KEY POINTS:
Mendelssohn is composer of the week on Radio New Zealand Concert and every day the network plays a selection of music by this much-maligned Romantic.
British violinist Daniel Hope feels a certain kinship with the composer. He is descended from Mendelssohn's teacher and proud to have arranged the three lieder that conclude his new Deutsche Grammophon album. A Witches' Song may be demure by Berlioz's standards, but Hope rustles up a storm with pianist Sebastian Knauer.
Suleika was a favourite of Hope's great-great-grandfather - the words of Goethe's original poem were inscribed on the old man's photograph - and it is played with the immediacy of a Jewish folksong. The hackneyed On Wings of Song is as fresh as a new song.

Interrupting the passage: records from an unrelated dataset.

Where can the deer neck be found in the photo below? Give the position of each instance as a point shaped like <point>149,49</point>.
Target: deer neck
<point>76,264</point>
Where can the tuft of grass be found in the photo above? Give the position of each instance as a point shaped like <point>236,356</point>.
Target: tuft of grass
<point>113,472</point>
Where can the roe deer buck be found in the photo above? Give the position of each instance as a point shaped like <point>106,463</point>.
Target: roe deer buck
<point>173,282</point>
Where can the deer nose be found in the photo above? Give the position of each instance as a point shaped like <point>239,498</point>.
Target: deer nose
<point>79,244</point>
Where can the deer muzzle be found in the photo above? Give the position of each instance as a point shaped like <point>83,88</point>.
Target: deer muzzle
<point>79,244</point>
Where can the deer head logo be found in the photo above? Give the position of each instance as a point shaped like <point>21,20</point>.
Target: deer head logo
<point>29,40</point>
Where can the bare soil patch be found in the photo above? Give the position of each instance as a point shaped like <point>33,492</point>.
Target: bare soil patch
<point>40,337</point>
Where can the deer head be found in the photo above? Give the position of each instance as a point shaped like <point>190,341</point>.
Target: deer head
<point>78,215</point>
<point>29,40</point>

To many, these little gems will be fillers. The drawcard for most must be Mendelssohn's Violin Concerto, here in its original version. And the changes come thick and fast, from the very opening bars when we are dealing with an Allegro that is con fuoco rather than molto appassionato.
Flames flicker and even come close to raging. Hope and the musicians of the Chamber Orchestra of Europe hold nothing back.
There is so much to savour here, such as the marvellous rushes to climaxes in the first movement, with Hope immaculately shadowed by the orchestra. The breath is quite taken away although, a few minutes later, there is barely time for breath in the exultant finale.
Hope then moves from the concerto arena to that of chamber music. The octet is one of Mendelsson's loveliest works, written when he was 16. Here is all the impetuosity of youth in its hesitations and surges of emotion.
Hope and his players catch the sweet simplicity of its Andante, written in a style that would become arrant sentimentality in later Mendelssohn works. The Scherzo, one of Mendelssohn's swiftest and sleekest, is a gossamer delight.
This first-rate Deutsche Grammophon recording is Mendelssohn to cherish.